In this episode of Bootstrapped, we spoke with Brad Sayler, co-founder & CFO/COO of Spotluck. The app is an asset for both restaurateurs and foodies alike offering up discounts to customers while driving foot traffic to restaurants. One might ask-- how did a lawyer get into app development? Brad says, "you don't need to have a computer science degree" to get your product going. He stresses the importance of separating form from function when developing prototypes. He turned to knowledgeable friends and family for the initial bootstrapping of Spotluck. Brad admits satisfying both sides of a 2-sided market is challenging but knowing that there is an ever-changing formula keeps the customer base growing.

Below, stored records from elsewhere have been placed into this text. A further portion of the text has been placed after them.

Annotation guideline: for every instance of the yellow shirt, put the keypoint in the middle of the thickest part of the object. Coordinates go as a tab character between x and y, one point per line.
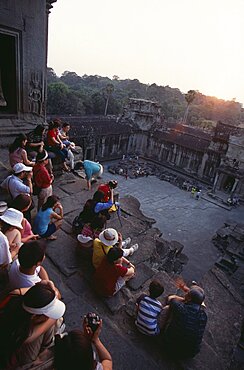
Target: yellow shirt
99	251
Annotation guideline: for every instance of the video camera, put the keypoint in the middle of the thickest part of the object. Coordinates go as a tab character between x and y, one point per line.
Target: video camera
113	184
92	320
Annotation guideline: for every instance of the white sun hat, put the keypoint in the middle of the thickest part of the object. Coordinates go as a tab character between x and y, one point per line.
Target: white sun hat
109	237
12	217
54	310
20	167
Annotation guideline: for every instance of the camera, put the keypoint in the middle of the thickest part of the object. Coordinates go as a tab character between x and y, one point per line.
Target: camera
113	184
92	320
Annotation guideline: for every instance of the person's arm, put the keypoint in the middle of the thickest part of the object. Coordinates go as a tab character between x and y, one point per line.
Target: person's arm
43	274
40	329
56	216
103	354
29	182
60	208
26	160
100	206
130	271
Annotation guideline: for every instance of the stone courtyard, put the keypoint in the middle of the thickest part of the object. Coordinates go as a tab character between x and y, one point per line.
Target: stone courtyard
175	213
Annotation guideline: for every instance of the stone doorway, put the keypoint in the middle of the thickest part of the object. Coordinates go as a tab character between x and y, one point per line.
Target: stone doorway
8	76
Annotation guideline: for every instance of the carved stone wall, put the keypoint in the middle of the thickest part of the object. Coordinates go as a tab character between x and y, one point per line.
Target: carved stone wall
23	29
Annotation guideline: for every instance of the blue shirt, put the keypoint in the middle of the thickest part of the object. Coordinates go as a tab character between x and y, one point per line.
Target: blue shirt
148	311
42	220
91	168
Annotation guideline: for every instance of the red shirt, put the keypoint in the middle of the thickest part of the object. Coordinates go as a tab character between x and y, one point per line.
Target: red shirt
41	176
52	134
106	191
106	277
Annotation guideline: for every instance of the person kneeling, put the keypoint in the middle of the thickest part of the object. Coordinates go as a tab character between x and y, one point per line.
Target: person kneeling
111	275
149	309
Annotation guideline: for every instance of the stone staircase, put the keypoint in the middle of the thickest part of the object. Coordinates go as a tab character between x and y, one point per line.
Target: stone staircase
72	273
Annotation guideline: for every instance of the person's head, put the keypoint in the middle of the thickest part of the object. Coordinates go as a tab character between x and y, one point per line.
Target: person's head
22	202
113	184
50	202
39	130
3	207
21	171
114	255
12	218
155	289
73	351
16	319
66	127
19	142
98	223
195	295
42	157
109	237
41	299
31	254
98	196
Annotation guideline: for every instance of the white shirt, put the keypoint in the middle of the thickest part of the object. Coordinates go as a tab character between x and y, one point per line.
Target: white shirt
15	186
5	255
19	280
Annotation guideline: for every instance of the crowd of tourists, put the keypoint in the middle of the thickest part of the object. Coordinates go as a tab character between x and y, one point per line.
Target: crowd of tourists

Ann Yang and Phil Wong, the co-founders of MISFIT Juicery, started their cold-pressed juice company in their dorm room at Georgetown University with a hundred pounds of peaches and a borrowed blender. A social venture, MISFIT transforms "ugly" fruits and vegetables into visually appealing, delicious juice that disguises its "misfit" origins while combating food waste. Through bootstrapping and a scrappy willingness to ask for help when they needed it, they managed to grow MISFIT into one of the hottest local food startups. After graduating from Halcyon Incubator, they secured funding from angel investors including the Dingman Center Angels, and are currently one of six food startups around the country accepted into the Chobani Food Incubator. In this episode, MISFIT founders Ann Yang and Phil Wong discuss the passion and tenacity required to run a social venture, the secrets of their strong branding strategy and the power of asking for help.
Micha Weinblatt founded his first company, Crooked Monkey, in college at a bar. While sitting at legendary bar Cornerstone, just off campus from the University of Maryland, Micha considered how the traditional college t-shirt could be re-fashioned. Like any true entrepreneur, he started a company that produced cool, graphic t-shirts and called it Crooked Monkey. The shirts are now sold at Bloomingdale's, Urban Outfitters and other chic retailers. Seven years into the venture, Micha got what he calls the "7-year itch" to start something new. That something is Betterific, a platform where ideas and innovation can be crowdsourced. In this episode, Micha talks about how he funded his startups and the one thing every investor or entrepreneur should know before investing in or launching a startup.
Whether you are the sole founder or co-founder of a start-up, equity can play a major role in the growth and direction of your company. Andrew Sherman, Partner at the Seyfarth Shaw law firm, began his career with a successful start-up in aerobic tennis. Today, he advises entrepreneurs on the brass tacks of drafting stock options, exit strategies and aligning managerial responsibilities with equity. Accustom to asking hardball questions like, how to value sweat equity, what are the income needs of the various stakeholders and how to link expertise to equity, Andrew encourages entrepreneurs to do an (often free) preliminary attorney meeting in the early stages of a start-up.